Teza Technologies of Chicago plans to exit its proprietary trading business in the next six months to focus on building up a quantitative hedge fund that manages more than $1bn, company executives said.

The new tack comes after net revenues at the proprietary business, which bets Teza’s own money in markets from futures to bonds, steadily declined from about $250m four years ago to $80m in 2015, according to three people familiar with the figures. In 2016, the business has struggled to make a profit, the people added.

“Generally, it is harder to make money,” Misha Malyshev, Teza chief executive, said in a rare interview.
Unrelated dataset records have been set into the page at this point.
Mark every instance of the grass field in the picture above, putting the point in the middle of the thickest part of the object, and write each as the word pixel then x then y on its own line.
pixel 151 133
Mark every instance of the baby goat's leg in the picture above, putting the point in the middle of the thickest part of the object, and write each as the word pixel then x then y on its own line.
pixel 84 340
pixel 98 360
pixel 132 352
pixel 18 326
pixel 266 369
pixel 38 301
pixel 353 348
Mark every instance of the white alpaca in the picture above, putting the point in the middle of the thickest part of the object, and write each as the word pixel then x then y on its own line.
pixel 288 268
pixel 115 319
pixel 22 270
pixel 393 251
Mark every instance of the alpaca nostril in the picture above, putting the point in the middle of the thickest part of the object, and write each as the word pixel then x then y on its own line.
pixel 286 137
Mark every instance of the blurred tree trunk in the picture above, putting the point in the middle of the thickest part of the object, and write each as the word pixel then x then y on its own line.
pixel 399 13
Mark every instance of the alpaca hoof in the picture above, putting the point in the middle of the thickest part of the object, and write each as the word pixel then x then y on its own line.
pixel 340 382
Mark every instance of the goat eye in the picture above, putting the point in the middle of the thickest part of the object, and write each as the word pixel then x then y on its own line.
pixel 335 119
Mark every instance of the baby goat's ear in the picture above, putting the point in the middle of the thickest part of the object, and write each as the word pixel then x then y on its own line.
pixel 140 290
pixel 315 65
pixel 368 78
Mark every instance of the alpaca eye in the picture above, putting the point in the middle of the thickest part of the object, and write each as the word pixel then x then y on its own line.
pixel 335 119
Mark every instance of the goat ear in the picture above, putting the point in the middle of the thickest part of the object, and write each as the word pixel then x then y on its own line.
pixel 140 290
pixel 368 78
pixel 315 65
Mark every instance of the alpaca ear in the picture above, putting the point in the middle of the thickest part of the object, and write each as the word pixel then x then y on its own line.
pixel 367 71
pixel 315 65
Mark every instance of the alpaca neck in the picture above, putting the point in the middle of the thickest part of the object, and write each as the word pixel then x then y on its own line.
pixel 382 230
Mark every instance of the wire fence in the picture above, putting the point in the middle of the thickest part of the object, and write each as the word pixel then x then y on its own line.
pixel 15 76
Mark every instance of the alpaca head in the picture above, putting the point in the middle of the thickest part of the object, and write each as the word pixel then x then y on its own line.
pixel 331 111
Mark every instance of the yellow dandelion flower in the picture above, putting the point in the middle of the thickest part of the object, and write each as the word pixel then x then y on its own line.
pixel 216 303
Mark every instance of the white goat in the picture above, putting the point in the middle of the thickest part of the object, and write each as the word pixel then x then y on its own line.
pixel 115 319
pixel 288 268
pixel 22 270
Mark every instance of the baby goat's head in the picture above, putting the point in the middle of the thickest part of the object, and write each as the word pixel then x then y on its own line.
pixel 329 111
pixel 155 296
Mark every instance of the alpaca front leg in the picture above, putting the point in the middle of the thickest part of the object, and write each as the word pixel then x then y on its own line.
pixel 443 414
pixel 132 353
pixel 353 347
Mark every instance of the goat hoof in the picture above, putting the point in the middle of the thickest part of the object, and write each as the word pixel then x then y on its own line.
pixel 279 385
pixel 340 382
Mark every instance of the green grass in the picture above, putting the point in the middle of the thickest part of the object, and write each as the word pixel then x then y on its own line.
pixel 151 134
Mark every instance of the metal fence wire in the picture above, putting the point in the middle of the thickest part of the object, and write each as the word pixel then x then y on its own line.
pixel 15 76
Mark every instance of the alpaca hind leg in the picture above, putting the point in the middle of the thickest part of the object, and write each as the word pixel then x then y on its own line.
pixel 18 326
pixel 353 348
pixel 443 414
Mr Malyshev founded Teza in 2009, naming it for a river in his native Russia. The high-frequency trading group used automated programs to vault to the top ranks of participants on venues such as the Chicago Mercantile Exchange and BrokerTec, a marketplace for US Treasury bonds once dominated by banks.

Mr Malyshev has a doctorate in astrophysics from Princeton. In 2008, he made more than $1bn for the hedge fund Citadel while serving as its head of high-frequency trading. Teza’s profile rose after it hired Sergey Aleynikov, a programmer who was convicted, and later exonerated, for stealing trading software codes from his former employer, Goldman Sachs.

Teza’s situation reflects broader pressures within the industry, where increasing sums are spent on telecoms infrastructure, computer algorithms and exchange fees in order to be an instant faster than others. Chopper Trading, another HFT group, quit the arms race last year when it sold out to competitor DRW.

The Teza payroll expanded from about 45 employees in 2013 to peak at 117 about a year ago. It has dropped to 93, Mr Malyshev said.

Teza in July began approaching investors with potential deals including purchasing equity in the core proprietary business, licensing its technology and becoming a partner in the fund business, three people familiar with the matter said.

Virtu Financial, a trading group based in New York, acquired wireless capacity and hardware from Teza in Europe and the US, including microwave towers that beam market information, people familiar with the matter said. Virtu declined to comment.

Asked if Teza was trying to raise cash, Mr Malyshev said: “Capital is never bad.”

The hedge fund, Teza Capital Management, started managing outside money in October 2014 and contained $1.1bn as of February, according to a regulatory filing. “The future of Teza is the asset management business,” Mr Malyshev said.

The filing warned Teza Capital’s computer models could fall short, including by making “assumptions regarding the existence of relationships that appear to hold true or in fact held true in the past but that may not exist or hold true in the future”.

Speaking a day after Donald Trump won his long-shot bid for the US presidency, Mr Malyshev added: “One thing we know is that in financial markets, six-sigma events are happening with the frequency of two-sigma or even one-sigma,” the lower numbers being statistically more likely.